Model
Generating function for human psychological variation. One equation per person; variance decomposition follows. Closed-form pieces: Crow–Felsenstein AM inflation, Wilson-Effect saturation, genetic-nurture additive split, multivariate sex-difference Mahalanobis D. Twin / SNP / within-family heritability are projections of the same decomposition. Interactive dashboard included.
TLDR
The topology answered “what depends on what?”. The formalization answers a sharper question: given a person, where does their phenotype come from in expectation? The answer is a single generating function that, once written down, dissolves several apparent paradoxes in the field — most importantly the gap between twin heritability, SNP heritability, and within-family heritability (they estimate different sums of the same underlying components, and the differences are informative).
The spine of this stage is one equation. Phenotype P for a person in a population is P = A_d + A_i + A_LD + C + E_m + E_s + I, with each term a contribution from a distinct mechanism: direct genetic effects from the person’s own transmitted alleles, indirect genetic effects from parental (and broader-family) genomes operating through the environment they create, assortative-mating-induced linkage among causal variants, residual shared environment, measured non-shared environment, stochastic developmental noise, and gene-environment interaction terms. Variance decomposition follows directly: V(P) = V(A_d) + V(A_i) + V(A_LD) + V(C) + V(E_m) + V(E_s) + 2·Cov(G,E) + V(I). Three closed-form pieces drop out — the Crow–Felsenstein assortative-mating inflation factor V_A* = V_A / (1 − r_δ), the Wilson-Effect saturation curve h²(t) = h²_∞ − (h²_∞ − h²_0)·e^(−kt), and the method gradient that says twin h² ≥ SNP h² ≥ within-family h² with the gaps decomposable into AM-LD, indirect-genetic, and rare-variant pieces.
A second module handles the multivariate sex-difference algebra, because the single largest framing trap in this field is the gap between univariate Cohen’s d (typically 0.2–0.6 across personality dimensions) and the multivariate Mahalanobis distance D² = Δμᵀ·Σ⁻¹·Δμ (which can hit 2.7 when traits are weakly correlated and you stack 15 of them, as in Del Giudice 2012). The same data, two numbers, opposite-sounding stories — both correct. The formalization makes the bridge explicit so the reader can dial univariate d’s and inter-trait correlations and watch D move.

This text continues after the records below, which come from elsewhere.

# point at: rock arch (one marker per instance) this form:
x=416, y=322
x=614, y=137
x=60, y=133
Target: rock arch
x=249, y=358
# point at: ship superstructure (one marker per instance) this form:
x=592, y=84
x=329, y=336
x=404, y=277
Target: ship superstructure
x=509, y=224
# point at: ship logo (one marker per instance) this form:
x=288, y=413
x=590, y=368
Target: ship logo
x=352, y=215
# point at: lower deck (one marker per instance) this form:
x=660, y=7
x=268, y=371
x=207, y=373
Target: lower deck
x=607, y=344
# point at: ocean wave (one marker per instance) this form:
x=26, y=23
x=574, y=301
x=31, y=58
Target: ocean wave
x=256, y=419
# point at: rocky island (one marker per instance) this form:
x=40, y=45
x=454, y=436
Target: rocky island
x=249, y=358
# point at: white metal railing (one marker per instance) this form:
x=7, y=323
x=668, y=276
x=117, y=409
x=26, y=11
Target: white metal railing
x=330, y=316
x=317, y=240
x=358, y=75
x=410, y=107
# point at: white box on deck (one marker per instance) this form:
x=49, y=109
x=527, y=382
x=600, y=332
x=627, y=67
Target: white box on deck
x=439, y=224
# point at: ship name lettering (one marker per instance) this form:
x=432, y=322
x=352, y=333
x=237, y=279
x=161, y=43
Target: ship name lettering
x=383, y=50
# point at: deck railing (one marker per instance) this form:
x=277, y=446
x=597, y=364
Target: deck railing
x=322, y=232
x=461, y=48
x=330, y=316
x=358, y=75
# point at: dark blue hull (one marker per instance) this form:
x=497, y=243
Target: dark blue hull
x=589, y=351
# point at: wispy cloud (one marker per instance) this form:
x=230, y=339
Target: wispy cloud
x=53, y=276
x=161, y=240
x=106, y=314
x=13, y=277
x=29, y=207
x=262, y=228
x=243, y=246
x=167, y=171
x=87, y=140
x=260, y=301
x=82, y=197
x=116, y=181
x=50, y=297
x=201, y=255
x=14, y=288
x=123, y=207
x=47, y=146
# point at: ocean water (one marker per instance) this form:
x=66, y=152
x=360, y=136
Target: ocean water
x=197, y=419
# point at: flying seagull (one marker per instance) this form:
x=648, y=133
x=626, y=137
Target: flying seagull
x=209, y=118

What this stage does not formalize: the Plomin/Turkheimer interpretation of polygenic scores (verbal disagreement, no candidate equation), the mechanism behind the Gender Equality Paradox (three live hypotheses with no shared formalism), and the magnitude of AM-correction across the full cross-disorder genetic-correlation matrix (active research, methods just emerging). These remain at the observation stage; premature math here would mask uncertainty rather than reduce it. The L4 Lewontin firewall is preserved as a structural property of the model: the entire generating function is within-population, and nothing in it licenses between-population mean inference.
Inputs
Variance decomposition
Method gradient
Assortative mating
The gap between twin h² and within-family h² is the share of "heritability" that is genetic-nurture (A_i) and assortative-mating-induced LD (A_LD), not direct biological causation. The gap between SNP h² and within-family h² is mostly AM-LD plus rare-variant contribution.
1. Move I’m making
This stage is a decomposition + generating function + integration, in that order:
- Decomposition — orthogonalize phenotypic variance into mechanism-specific components, with explicit non-orthogonal
Cov(G,E)and interaction terms as the principled exceptions. - Generating function — write the per-person phenotype as a deterministic function of those components plus stochastic noise. The variance decomposition follows by taking
V(·)of the generating function. - Integration — show that twin, SNP, and within-family heritability estimators are projections of the same underlying decomposition onto different observable subspaces. The Wilson Effect, AM inflation, and genetic-nurture findings then read as motion of those projections, not as separate phenomena.
What’s not ready: anything in the topology marked O (open), and the polygenic-score causal-vs-summary debate, where the underlying disagreement isn’t yet a formal one.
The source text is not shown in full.